Now that we have this numerical_summary object, we can use it to perform computations, such as finding the range between the wards with the least and most proportions of votes in favor of leaving (0.6681), which may be useful to interpret the big difference among the types of wards we may find in the UK. If we want to know which wards are being used to get to this result, we can search for the wards with the least and most proportion of votes:

numerical_summary["Max.", "Proportion"] - numerical_summary["Min.", "Proportion"] 
desired_variables <- c(
"ID",
"NoQuals",
"Proportion",
"AdultMeanAge",
"L4Quals_plus",
"RegionName"
)

>data[which.max(data$Proportion), desired_variables]
#> ID NoQuals Proportion AdultMeanAge L4Quals_plus RegionName
#> 754 754 35.8 0.7897 48.7 13.7 L

data[which.min(data$Proportion), desired_variables]
#> ID NoQuals Proportion AdultMeanAge L4Quals_plus RegionName
#> 732 732 2.8 0.1216 31.2 44.3 EE

As you can see, this analysis already shows some interesting results.
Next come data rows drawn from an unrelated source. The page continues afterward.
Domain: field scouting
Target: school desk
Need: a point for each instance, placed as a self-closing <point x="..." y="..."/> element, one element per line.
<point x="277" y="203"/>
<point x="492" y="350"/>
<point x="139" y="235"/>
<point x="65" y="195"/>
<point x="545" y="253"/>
The UK ward that voted to leave the EU the most is characterized by older people (MeanAge) with low education levels (NoQuals, L4Quals_plus). On the other hand, the UK ward that voted to remain in the EU the most is characterized by younger people with much higher education levels. Of course, this is not the full picture, but it's a hint about the direction in which we need to look to further understand what's going on. For now, we have found that education and age seem to be relevant variables for the analysis.